Dissensions et Consensus

Note de lecture par LE MOIGNE Jean-Louis

Le phénomène complexe par excellence et sans doute le plus familier à tous les citoyens, depuis qu'ils s'associent en cités aux multiples formes (polis, groupes, compptés, commissions, états, églises, entreprises, clubs...) : comment les individus parviennent-ils à prendre une décision en commun ? Que S. Moscovici, le plus éminent sans doute des chercheurs contemporains en psychologie sociale, tente de théoriser et d'argumenter cette ingénierie de l'organisation sociale qui semble parfois tenir de l'alchimie, l'affaire mérite d'être remarquée, et son livre d'être lu. D'autant plus qu'il va, avec W. Doise, développer et illustrer une thèse apparemment paradoxale : ce ne sont pas les individus qui forment le consensus (ou le compromis) ; c'est le processus de formation du consensus qui transforme les individus et les groupes qu'ils constituent ! Thèse qui va s'avérer vite convaincante même si son traitement, par trop exclusivement psychosociologique (et par moment quasi-positiviste), semble parfois quelque peu réducteur : les arguments politiques écologiques, économiques, ergonomiques, sémiologique (comme les considérations épistémologiques sous-jacentes à des propositions fortes telles que "être, c'est participer" p. 78), que l'on voudrait considérer "aussi" pour comprendre le consensus dans sa complexité, sont par trop ostensiblement ignorés. On ne lira rien par exemple sur les processus de formation et de transformation des coalitions et des alliances, ni sur le processus d'enrichissement et de complexification des représentations ambiguës, ni sur l'influence de la symbolisation à l'oeuvre dans tout processus délibératif. A trop identifier, au demeurant avec une grande rigueur documentaire, les contraintes proprement anthropo-socio-culturelles que révèle l'expérimentation psychosociologique, ne perd-t-on pas la capacité imaginative que pourrait susciter une conception ingéniériale de la formation des consensus ?
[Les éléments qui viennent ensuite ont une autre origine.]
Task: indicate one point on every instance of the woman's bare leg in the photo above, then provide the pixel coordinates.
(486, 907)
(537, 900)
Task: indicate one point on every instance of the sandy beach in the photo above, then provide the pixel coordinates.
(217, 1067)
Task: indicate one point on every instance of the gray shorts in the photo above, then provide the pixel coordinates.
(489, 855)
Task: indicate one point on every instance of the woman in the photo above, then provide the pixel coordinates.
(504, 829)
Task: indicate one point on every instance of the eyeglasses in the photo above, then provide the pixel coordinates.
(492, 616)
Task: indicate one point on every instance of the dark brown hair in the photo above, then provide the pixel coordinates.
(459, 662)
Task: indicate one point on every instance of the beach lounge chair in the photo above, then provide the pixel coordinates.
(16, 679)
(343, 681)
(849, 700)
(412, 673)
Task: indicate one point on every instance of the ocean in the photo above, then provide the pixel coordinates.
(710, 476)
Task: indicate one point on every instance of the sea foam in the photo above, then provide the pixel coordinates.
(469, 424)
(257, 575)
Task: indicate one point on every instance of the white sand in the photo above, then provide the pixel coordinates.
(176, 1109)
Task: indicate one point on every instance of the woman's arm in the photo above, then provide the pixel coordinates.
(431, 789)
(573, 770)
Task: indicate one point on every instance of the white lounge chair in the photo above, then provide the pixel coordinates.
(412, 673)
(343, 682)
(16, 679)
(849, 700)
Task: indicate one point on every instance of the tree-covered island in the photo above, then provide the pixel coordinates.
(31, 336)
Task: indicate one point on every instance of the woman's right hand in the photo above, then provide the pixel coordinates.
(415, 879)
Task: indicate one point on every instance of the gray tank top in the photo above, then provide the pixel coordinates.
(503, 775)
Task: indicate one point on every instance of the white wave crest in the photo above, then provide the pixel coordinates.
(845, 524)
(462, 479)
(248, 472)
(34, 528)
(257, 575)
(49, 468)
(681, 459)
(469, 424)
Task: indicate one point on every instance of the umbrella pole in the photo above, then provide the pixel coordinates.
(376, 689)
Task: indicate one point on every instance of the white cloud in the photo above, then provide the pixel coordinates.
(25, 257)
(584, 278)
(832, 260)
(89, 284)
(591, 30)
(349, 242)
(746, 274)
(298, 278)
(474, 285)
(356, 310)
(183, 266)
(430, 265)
Que ces regrets ne dissuadent pas le lecteur. La modestie des auteurs n'est pas feinte. Dans les discours sur la communication sociale, la volubilité des rhéteurs dissimule trop souvent l'austère rigueur des dialecticiens. Il nous est important de pouvoir nous appuyer sur ces quelques socles bien construits. Pour mieux construire dessus, plutôt que sur du sable.